8 weeks ago by

EMBL Heidelberg, Germany

What you refer to as FDG is not a dimensionality reduction method, it's a group of graph layout algorithms, i.e. algorithms to draw graphs that are based on considering edges as spring-like and applying forces to nodes along the edges, typically repulsive forces are applied to all nodes and attractive forces applied to adjacent nodes. Variants result from different choices of forces, e.g. based on electrical, magnetic or inertia properties. Typically this is used when the data is encoded in a similarity matrix that one can view as the adjacency matrix of a graph. In these algorithms, edge weights are taken as the strength of the relation between nodes so the more similar two nodes are, the closer they will be to each other in the drawing which can reveal some cluster structure.

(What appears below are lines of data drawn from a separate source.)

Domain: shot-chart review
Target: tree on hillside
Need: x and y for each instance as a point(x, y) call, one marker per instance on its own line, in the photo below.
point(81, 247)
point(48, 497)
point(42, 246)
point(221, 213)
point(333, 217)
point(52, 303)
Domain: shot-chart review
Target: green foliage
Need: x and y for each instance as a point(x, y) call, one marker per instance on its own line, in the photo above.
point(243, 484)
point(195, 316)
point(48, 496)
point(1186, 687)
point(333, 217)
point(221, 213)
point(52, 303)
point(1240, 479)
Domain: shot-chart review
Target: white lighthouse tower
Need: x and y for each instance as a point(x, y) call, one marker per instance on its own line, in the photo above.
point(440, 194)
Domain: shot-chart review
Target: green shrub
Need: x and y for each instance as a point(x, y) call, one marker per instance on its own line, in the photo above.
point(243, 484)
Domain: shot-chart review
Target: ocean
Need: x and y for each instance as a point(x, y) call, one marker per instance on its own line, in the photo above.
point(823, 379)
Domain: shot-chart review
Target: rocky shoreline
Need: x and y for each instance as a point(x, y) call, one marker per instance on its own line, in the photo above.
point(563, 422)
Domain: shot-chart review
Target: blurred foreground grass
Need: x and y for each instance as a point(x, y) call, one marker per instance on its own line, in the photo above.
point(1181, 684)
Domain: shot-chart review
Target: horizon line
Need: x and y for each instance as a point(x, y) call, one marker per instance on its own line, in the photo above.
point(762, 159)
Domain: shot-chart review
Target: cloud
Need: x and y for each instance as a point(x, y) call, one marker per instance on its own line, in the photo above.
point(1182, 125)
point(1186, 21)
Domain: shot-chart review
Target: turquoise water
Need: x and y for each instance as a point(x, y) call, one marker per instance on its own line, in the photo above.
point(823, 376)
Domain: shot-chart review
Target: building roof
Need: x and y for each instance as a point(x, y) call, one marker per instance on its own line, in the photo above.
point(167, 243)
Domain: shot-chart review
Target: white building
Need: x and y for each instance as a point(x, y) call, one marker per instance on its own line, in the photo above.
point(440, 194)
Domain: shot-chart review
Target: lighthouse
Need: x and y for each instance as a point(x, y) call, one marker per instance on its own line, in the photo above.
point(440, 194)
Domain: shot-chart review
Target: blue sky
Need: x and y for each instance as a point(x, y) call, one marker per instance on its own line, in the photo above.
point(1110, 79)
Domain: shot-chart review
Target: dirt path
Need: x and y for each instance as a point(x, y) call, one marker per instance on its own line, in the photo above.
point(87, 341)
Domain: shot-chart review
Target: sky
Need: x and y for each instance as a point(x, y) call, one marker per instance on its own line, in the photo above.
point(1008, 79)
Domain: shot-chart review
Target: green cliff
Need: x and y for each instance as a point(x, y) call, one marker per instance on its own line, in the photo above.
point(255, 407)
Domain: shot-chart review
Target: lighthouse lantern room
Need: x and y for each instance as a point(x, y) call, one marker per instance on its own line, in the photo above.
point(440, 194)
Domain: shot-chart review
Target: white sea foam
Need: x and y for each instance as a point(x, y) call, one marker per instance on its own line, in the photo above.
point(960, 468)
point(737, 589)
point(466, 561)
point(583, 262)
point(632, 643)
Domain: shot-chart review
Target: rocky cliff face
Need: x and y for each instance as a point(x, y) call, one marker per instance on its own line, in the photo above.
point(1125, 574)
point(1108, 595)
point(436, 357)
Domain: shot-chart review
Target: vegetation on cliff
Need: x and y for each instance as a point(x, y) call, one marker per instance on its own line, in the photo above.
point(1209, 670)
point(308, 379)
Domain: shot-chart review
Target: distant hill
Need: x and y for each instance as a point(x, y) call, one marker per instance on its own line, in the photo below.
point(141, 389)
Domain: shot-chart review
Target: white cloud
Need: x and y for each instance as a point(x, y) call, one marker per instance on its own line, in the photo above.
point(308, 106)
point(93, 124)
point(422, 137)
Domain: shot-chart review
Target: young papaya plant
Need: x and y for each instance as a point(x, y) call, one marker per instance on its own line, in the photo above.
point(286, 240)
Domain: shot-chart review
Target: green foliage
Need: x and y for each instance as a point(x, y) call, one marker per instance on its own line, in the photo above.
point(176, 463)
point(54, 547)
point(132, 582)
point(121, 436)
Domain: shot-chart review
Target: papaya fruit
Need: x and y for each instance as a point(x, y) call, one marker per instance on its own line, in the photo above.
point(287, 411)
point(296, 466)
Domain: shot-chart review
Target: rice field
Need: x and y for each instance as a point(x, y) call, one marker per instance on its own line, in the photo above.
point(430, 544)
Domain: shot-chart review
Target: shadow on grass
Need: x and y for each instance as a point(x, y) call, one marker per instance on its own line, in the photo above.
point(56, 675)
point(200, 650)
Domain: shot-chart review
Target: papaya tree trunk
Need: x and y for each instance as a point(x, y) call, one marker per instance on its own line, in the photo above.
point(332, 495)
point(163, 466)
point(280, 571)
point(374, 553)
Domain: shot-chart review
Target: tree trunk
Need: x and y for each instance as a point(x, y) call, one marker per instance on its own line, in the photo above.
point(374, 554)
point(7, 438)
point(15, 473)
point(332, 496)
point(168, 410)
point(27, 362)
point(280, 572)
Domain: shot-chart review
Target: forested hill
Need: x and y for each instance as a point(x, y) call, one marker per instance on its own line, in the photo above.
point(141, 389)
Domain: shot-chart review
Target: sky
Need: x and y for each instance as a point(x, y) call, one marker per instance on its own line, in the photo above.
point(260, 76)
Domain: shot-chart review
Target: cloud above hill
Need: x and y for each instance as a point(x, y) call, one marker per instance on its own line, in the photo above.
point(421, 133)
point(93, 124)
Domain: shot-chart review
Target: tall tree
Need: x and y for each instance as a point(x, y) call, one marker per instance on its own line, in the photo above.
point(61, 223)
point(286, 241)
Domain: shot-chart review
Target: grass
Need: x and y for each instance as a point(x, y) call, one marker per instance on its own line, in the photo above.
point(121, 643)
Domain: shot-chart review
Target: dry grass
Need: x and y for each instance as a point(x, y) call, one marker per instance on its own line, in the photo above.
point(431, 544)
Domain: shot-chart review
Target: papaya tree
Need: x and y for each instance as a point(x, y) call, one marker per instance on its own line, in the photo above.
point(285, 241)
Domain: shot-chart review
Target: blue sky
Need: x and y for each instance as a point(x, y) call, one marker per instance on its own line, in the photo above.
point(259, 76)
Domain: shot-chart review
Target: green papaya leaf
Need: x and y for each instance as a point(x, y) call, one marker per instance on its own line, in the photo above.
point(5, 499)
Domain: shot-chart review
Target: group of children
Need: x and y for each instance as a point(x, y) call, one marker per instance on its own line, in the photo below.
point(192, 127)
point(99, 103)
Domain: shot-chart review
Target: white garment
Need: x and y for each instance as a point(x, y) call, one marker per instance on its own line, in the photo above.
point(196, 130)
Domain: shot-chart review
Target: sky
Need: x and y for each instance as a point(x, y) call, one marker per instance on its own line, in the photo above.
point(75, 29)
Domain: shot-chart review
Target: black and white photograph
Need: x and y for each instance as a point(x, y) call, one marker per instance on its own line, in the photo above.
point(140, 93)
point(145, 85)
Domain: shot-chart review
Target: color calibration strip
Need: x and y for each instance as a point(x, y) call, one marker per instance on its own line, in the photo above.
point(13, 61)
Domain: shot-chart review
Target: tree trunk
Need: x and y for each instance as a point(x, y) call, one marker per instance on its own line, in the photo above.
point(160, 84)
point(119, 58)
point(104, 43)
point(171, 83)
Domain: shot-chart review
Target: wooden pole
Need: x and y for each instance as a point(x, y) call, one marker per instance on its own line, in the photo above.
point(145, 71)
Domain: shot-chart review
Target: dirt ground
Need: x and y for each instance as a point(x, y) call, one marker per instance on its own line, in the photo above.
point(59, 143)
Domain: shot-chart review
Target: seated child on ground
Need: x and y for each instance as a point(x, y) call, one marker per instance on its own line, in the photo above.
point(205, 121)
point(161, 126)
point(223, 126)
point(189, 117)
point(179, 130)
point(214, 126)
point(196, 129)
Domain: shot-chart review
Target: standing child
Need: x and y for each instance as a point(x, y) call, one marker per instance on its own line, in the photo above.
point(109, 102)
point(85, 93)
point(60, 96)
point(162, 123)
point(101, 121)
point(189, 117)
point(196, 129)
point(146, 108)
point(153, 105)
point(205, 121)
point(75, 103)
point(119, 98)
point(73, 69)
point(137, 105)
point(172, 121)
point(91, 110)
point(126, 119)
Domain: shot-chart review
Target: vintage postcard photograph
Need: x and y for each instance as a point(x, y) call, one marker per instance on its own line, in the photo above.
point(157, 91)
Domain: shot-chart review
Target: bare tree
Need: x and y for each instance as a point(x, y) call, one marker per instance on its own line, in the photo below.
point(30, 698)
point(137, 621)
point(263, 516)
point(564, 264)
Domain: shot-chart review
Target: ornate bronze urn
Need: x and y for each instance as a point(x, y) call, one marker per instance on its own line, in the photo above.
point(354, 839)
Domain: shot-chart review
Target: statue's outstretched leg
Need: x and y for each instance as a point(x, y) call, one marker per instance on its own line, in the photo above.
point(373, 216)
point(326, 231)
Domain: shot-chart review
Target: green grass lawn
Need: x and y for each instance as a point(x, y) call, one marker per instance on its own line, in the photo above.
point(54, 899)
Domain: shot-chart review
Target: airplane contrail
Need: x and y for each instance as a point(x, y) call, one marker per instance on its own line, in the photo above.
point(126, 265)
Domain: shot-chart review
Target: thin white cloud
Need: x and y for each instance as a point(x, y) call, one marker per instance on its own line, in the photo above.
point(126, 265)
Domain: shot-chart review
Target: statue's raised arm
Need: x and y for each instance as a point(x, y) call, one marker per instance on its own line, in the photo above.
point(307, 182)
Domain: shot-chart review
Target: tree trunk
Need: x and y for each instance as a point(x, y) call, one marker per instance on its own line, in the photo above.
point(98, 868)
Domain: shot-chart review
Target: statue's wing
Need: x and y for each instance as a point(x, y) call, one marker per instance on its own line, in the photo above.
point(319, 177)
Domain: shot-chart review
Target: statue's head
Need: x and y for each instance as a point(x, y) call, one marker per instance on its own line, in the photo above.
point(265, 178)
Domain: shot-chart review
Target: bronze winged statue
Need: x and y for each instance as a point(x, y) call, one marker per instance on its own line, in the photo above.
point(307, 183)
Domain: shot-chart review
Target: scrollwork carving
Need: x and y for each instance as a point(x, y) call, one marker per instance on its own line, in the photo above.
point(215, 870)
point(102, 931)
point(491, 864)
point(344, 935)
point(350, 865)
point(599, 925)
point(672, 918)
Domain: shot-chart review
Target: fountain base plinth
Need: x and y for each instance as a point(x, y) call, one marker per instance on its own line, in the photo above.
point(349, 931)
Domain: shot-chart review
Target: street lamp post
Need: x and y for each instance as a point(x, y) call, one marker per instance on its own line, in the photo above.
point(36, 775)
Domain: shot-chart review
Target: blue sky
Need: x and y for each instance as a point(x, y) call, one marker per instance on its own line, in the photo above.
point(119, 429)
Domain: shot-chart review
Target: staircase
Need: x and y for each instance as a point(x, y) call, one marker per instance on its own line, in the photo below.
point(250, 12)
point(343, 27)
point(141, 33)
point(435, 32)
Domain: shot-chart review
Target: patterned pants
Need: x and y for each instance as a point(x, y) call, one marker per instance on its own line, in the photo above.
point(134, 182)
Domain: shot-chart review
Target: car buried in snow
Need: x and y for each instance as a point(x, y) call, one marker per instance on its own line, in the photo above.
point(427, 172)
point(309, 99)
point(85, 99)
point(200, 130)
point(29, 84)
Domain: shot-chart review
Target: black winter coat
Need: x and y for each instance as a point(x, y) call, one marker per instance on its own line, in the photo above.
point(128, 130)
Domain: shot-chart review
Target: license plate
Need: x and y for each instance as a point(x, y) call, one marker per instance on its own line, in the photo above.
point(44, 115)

Dimensionality reduction methods do what their name implies, i.e. they try to project the data into a lower dimensional space, the difference essentially lies with the objective function they try to minimize. PCA tries to maximize variance, multi-dimensional scaling tries to preserve point-to-point Euclidean distances, diffusion map preserves the diffusion distance (by simulating heat diffusion on the graph associated with the similarity matrix). For the objective functions behind t-SNE and UMAP, check this UMAP for t-SNE post. Dimensionality reduction aims at getting rid of noisy dimensions in the data so can be useful for revealing clusters. However, applying clustering in the new space should be done with caution as the chosen dimensionality reduction algorithm may not always preserve relevant structures (for example, one can imagine two clusters that could be separated along a variable with low variance, then PCA would probably miss them).